I’ve been on a coconut kick for about a month now. Ever since I made these Chewy Coconut Oatmeal Cookies, I’ve been craving coconut! My husband and I went to a Thai restaurant the other week ago and I loved the coconut curry he got. I’m so glad he shared a little with me, because I was kicking myself for not getting it too! Next time…

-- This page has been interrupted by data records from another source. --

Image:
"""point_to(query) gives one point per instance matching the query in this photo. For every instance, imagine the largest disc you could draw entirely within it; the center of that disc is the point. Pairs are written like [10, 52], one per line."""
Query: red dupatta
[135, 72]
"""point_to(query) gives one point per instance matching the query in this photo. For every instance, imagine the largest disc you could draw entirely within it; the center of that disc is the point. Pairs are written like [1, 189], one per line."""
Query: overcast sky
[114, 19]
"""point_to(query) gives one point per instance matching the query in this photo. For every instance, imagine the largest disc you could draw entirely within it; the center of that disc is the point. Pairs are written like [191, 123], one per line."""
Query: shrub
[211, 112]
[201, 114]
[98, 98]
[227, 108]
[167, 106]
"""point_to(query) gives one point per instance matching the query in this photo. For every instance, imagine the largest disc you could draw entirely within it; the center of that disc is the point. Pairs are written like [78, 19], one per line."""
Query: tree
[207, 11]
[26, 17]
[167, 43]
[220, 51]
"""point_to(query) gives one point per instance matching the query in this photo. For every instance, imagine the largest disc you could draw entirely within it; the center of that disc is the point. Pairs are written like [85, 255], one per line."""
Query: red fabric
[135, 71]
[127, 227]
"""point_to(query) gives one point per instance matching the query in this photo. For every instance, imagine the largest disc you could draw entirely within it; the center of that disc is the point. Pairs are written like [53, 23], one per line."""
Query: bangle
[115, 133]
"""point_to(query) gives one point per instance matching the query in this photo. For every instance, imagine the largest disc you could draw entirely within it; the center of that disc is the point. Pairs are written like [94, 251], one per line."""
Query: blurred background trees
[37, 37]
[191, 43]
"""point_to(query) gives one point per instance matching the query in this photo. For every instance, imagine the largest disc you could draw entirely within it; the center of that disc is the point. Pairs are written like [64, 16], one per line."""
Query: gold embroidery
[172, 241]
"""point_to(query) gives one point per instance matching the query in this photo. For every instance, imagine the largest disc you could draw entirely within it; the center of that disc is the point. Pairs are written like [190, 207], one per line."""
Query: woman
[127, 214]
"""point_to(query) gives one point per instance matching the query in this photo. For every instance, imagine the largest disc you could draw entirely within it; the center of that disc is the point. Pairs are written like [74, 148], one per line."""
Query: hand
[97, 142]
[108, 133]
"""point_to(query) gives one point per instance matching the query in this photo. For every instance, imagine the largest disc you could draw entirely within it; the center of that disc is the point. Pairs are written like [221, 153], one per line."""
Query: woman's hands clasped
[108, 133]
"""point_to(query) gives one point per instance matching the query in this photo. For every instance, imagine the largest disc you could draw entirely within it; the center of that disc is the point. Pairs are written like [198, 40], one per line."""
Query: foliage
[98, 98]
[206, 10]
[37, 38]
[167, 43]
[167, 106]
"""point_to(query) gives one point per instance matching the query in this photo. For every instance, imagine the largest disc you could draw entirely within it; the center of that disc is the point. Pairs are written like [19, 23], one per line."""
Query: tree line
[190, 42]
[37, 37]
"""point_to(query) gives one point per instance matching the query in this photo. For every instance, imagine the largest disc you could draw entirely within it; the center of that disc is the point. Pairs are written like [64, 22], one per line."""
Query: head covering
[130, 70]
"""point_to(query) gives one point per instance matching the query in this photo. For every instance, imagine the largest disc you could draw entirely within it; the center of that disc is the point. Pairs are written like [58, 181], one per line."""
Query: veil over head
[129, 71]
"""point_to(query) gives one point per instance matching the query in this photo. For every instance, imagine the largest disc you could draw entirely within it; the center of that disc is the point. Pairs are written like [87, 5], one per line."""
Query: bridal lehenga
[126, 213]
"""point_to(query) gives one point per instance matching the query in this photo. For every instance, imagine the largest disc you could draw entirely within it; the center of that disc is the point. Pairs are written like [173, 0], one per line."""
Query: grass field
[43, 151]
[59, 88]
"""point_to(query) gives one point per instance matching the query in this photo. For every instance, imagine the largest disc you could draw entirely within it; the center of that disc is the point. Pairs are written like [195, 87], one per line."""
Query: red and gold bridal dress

So last weekend when my husband requested I make some granola for him to take on his camping trip, I immediately began searching for a recipe that involved Coconut!!! I found this recipe, and after having a small taste test, I decided it was too good to send ALL of it with him. So I stashed a small bag away for me, and gave him the rest. Turns out, one small bag for myself was not near enough and I found myself wanting more all week. So I decided to make a couple more batches with my own spin on things.After a few revisions, additions, substitutions, and 30 minutes of baking each, I had two batches of delicious, crunchy granola…with LOTS of coconut! 🙂One batch I made with a homemade blood orange syrup, giving it just a light citrus flavor that paired wonderfully with the coconut. The other batch I used homemade maple syrup, giving the granola a sweeter flavor and extra crunch!I like to eat mine in a bowl of milk or over yogurt. My husband loves his plain. Whatever your style of eating, this recipe is must-make AND has quickly become a keeper in our house. If you don’t like coconut…well, let me just say your missing out!! Sorry!!
2 cups old fashioned oats
1 cup shredded coconut
1/2 cup chopped almonds (I used salted)
1/2 cup chopped walnuts
1 Tbsp. brown sugar
5 Tbsps. coconut oil (melted)
1 tsp. vanilla
1/2 cup homemade syrup (recipe below)
Mix all ingredients in mixing bowl. Stir with wooden spoon until all ingredients are evenly moist. Spread evenly onto baking sheet (I recommend you use a Silpat Mat, or parchment paper if you don’t have a mat.)
Bake at 300 degrees F for 30 minutes, stirring every 10 minutes. Let cool, then store in zip-lock bag or airtight container.
Blood Orange Syrup
1/2 cup fresh squeezed juice from blood oranges (or any orange will work)
1/2 cup water
1/2 cup sugar
Bring to boil over medium-high heat, and then simmer about 5-10 minutes to slightly thicken.
1/2 cup brown sugar
1/2 cup sugar
Bring to boil over medium-high heat, and then simmer about 5-10 minutes to slightly thicken. (**this recipe can be made at any quantity. Just use equal parts of water, brown sugar, and white sugar.)